Our petition for our youngest son is as follows: 
1)   That there would be no damage to the nerve and consequent complications associated with it.
2)   That this would in fact proof to be an isolated incident attributable in part to defective tissue.
3)   That extensive inflation would not occur where sutures were made or new flesh was attached because Bryce does not seem to tolerate foreign intervention in his vessels well.
4)   That the tricuspid leak would wane to the point where it is medically manageable and a reconstructive surgery will not be required, at least until well into adulthood. 
5)   Finally, that his recovery would clip along at an acceptable rate, that he will take to eating once again, breathing normally on his own, and that we might be discharged within 7-10 days. 

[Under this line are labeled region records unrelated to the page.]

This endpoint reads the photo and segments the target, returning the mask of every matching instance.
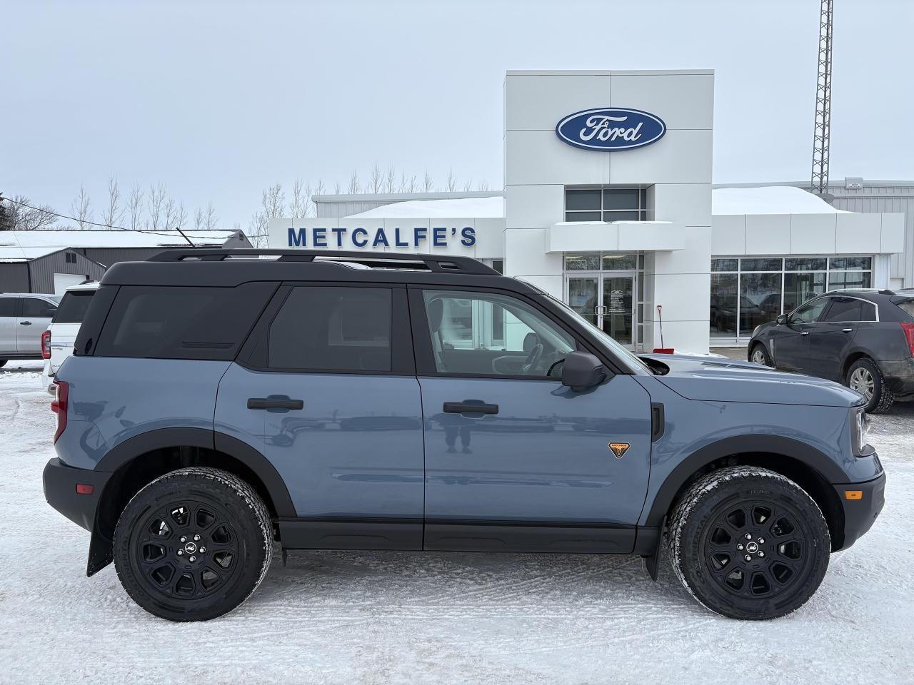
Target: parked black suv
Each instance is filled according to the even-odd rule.
[[[914,395],[914,290],[826,292],[759,326],[749,359],[838,381],[884,412]]]

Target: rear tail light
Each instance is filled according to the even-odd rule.
[[[51,358],[51,332],[45,331],[41,333],[41,358]]]
[[[901,329],[905,332],[908,349],[910,351],[911,356],[914,357],[914,323],[902,323]]]
[[[51,402],[51,411],[58,415],[58,429],[54,433],[54,442],[67,427],[67,401],[69,399],[69,384],[66,381],[54,381],[54,399]]]

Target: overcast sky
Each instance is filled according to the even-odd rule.
[[[835,0],[831,177],[914,177],[914,2]],[[6,2],[0,190],[212,201],[392,163],[502,187],[506,69],[713,68],[714,179],[808,179],[818,0]],[[595,103],[600,104],[600,103]]]

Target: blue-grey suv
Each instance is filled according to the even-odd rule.
[[[272,257],[273,258],[266,258]],[[465,258],[186,250],[112,267],[55,379],[46,497],[130,595],[225,614],[275,543],[640,554],[738,618],[883,506],[861,396],[637,357]]]

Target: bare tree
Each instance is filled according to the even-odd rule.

Please forgive me at this point for drawing to a close at the end of a rather dry presentation of medical data.  I haven’t the mental or emotional reserves to offer any personal reflection.  I cannot say we are dramatically relieved.  We are not high fiving.  We do not feel in the clear.  We have never really been in the clear and every time we think the end of the tunnel might be approaching, the light turns out to be a train.  So we walk in faith, one step, one day at a time.  Doing what we can to make the most of our days, the most of our relationships, the most of our struggle even, and doggedly clinging to a complete trust in a plan we cannot know.  Too much celebration would be ill-advised.  Too much foreboding would amount to self-pity.  So we pleasantly trust our way through the unknown.  And THANK YOU each and every one of you that has said a prayer, spared a compassionate word or thought, given support, and cared about our family.  We are deeply grateful.